Now that we have some interesting photos, we can use flickr.photos.getExif for all sorts of meta information embedded in the EXIF.

  #for each photo try to get the exif information
  #Flickr allows users to block EXIF
  #so use try to bypass error
  #in case you are wondering, yes we could use dplyr here
  exifData <- lapply(
    1:nrow(interesting)
    ,function(photo){  # now we will process each photo
      exif <-
        GET(url=sprintf(
          "https://api.flickr.com/services/rest/?method=flickr.photos.getExif&api_key=%s&photo_id=%s&secret=%s&format=json&nojsoncallback=1"
          , api_key
          , interesting[photo,"id"]
          , interesting[photo,"secret"]
          )
        ) %>>%
          content( as = "text" ) %>>%
          jsonlite::fromJSON ()
    }
  )# %>>% could chain it, but want to keep exifData

  #now that we have a list of EXIF for each photo
  #use another lapply
  #to extract the useful information
  iso <- exifData %>>% 
    # some photos will not have exif if their owners disable it
    # and the api call will give us a stat "fail" instead of "ok"
    list.map(
      f(p,index) -> {
        ifelse (
          p$stat == "ok"
          , p$photo$exif %>>%
              (.[which(.[,"label"]=="ISO Speed"),"raw"])  %>>% 
              as.numeric 
          , NA
        ) %>>%
          {
            data.frame(
              interesting[ index, c( "date", "id" )]
              , "iso" = .
            )
          }
      }
    ) %>>%
    list.table( date, iso ) %>>%
    data.frame( stringsAsFactors = F)

Plot Our Results

Now that we have a data.frame with ISO speeds, let's use rCharts to analyze it. I will use dimplejs.

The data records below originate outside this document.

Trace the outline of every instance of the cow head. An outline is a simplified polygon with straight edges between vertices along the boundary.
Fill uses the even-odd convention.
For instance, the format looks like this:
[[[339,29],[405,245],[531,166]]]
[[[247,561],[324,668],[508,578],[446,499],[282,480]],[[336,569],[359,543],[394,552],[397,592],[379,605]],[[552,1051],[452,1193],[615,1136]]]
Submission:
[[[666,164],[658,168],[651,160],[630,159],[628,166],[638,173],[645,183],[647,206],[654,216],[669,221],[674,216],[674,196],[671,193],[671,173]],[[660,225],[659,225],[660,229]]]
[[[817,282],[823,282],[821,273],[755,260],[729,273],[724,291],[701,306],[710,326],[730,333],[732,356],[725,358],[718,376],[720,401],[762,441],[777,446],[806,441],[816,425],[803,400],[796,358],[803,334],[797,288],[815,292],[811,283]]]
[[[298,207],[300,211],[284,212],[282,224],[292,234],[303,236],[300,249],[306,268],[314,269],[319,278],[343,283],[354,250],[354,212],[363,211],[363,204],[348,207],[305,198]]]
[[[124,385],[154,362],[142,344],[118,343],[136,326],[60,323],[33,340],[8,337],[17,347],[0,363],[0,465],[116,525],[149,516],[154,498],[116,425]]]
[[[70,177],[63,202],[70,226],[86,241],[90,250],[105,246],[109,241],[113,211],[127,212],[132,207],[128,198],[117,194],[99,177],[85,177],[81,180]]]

# Thanks to http://tradeblotter.wordpress.com/
# Qualitative color schemes by Paul Tol
tol4qualitative <- c("#4477AA", "#117733", "#DDCC77", "#CC6677")

require(rCharts)
iso %>>% ( dPlot(
  y = "Freq",
  x = "iso",
  groups = "date",
  data = .,
  type = "bar",
  height = 400,
  width =600
  ,xAxis = list( orderRule = sort( .$iso ) )
  ,defaultColors = tol4qualitative
) ) %>>% ( .$show("inline") )
#  using {} instead of () for our enclosure
#  might be more understandable
iso %>>% {
  dPlot(
    y = "Freq",
    x = c("iso","date"),
    groups = "date",
    data = .,
    type = "bar",
    height = 400,
    width =600
    ,xAxis = list( orderRule = sort( .$iso ) )
    ,defaultColors = tol4qualitative
  )
} %>>% ( .$show("inline") )
iso %>>% ( dPlot(
  y = "Freq",
  x = c("date","iso"),
  groups = "date",
  data = .,
  type = "bar",
  height = 400,
  width =600
  ,xAxis = list( grouporderRule = sort( .$iso ) )
  ,defaultColors = tol4qualitative 
) )  %>>% ( .$show("inline") )
iso %>>% ( dPlot(
  y = "Freq",
  x = "iso",
  groups = "date",
  data = .,
  type = "line",
  height = 400,
  width =600
  ,xAxis = list( orderRule = sort( .$iso ) )
  ,defaultColors = tol4qualitative   
) )  %>>% ( .$show("inline") )
iso %>>%  ( dPlot(
  y = "Freq",
  x = c("date","iso"),
  groups = "date",
  data = .,
  type = "area",
  height = 400,
  width =600
  ,xAxis = list( grouporderRule = sort( .$iso ) )
  ,defaultColors = tol4qualitative 
) )  %>>% ( .$show("inline") )

As you might already know, I love R, especially with rCharts and slidify.

Now I can add that I love httr and pipeR.

Thanks to all those who contributed knowingly and unknowingly to this post.